When the kids were little, we did not, as a general rule, allow candy in the house. For one thing, I didn’t want them to end up with lots of cavities like I did. And for another, F’zer and I didn’t think that consumption of mass quantities of candy was a good idea even with good teeth.

The results were predictable, though–on the holidays where the consumption of mass quantities of candy was traditional (Easter, Valentine’s Day, and Halloween) the kids tended to go berserk eating the stuff. (No, we did not celebrate Easter in any other way than playing bunny with the products of Hershey, Brach, Mars et al.)

Of course, the fact that we were usually flat broke during those years meant a delicate balancing act between having candy available to be eaten On The Day and buying the same candy at half price or less The Day After. A kid who expects a stuffed Easter basket is not going to be happy with the same chocolate bunny a couple days later when Mom and Dad find it on the clearance shelves. In fact, the kid might just come roaring in on Easter morning to castigate the parental bunnies at the top of her lungs for gross Easter basket deficiencies.

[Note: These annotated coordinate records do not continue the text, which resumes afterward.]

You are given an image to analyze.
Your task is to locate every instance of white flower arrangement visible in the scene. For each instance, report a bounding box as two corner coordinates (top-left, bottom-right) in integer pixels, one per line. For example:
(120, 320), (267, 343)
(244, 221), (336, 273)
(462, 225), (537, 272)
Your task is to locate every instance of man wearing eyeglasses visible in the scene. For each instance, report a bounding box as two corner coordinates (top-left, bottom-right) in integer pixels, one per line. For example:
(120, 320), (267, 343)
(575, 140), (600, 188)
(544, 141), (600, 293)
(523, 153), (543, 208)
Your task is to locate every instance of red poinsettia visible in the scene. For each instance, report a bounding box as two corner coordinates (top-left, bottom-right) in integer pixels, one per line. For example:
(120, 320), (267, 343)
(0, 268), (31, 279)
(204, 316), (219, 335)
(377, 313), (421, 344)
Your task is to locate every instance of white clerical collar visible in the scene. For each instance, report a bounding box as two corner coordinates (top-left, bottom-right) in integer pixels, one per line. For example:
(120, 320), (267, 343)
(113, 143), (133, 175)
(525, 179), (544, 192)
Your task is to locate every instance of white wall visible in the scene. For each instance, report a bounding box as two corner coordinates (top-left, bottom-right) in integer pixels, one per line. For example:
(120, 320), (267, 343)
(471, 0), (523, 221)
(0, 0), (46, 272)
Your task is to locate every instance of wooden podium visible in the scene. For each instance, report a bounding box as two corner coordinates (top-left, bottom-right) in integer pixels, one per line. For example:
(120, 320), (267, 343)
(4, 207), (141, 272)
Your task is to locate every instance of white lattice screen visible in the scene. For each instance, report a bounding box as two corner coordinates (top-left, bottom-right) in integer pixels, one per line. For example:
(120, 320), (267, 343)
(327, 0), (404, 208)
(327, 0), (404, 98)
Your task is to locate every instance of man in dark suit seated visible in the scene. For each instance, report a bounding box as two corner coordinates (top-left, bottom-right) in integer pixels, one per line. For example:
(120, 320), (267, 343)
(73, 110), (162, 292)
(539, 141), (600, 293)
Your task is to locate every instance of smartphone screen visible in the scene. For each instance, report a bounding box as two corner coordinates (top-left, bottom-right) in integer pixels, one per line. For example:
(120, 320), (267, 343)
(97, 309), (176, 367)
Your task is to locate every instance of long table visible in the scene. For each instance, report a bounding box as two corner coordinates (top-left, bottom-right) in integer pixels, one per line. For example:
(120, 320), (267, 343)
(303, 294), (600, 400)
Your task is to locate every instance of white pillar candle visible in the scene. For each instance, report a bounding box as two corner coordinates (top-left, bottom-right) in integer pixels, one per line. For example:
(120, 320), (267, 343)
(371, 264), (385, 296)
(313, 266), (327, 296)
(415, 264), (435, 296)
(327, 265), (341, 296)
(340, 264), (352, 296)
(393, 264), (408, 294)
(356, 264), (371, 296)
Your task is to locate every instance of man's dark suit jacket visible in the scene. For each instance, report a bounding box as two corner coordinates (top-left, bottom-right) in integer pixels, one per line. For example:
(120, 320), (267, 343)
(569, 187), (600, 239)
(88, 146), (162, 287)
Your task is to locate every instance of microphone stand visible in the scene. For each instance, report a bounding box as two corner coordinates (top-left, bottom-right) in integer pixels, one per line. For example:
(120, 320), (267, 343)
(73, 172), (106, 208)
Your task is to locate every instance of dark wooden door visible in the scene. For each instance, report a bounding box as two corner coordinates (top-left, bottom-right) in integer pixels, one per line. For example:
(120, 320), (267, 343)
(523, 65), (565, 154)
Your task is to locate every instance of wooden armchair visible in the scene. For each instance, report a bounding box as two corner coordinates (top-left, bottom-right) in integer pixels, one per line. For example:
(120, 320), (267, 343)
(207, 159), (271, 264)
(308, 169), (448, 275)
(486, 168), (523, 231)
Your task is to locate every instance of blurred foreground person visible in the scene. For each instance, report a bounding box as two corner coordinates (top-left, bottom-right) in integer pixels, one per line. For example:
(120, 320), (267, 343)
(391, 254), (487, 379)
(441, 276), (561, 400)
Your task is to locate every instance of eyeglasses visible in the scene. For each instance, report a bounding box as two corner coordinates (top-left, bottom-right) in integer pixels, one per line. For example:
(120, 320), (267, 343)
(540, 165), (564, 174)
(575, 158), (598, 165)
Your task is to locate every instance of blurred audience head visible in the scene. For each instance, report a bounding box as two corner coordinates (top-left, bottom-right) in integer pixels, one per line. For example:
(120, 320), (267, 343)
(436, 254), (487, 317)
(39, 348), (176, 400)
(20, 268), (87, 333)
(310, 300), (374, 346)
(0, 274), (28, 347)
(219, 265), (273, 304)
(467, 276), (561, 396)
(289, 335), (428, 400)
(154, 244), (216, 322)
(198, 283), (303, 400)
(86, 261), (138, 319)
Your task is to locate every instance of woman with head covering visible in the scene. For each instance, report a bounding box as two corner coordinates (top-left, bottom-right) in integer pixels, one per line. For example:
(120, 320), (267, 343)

We also gave out non-edible treats on Halloween for many years (and, believe it or not, got mostly favorable responses from the kids at the door) but this caused major grumbling from the kidlets in the house who then did not get mass quantities of leftover Halloween treats to snarf along with the bags full of stuff they’d collected on their own nightly rounds.

Even now when the kids are more or less old enough to be parents themselves, we still get poked at now and again for our Candy Rules of the past. I don’t suppose any parent really gets it right.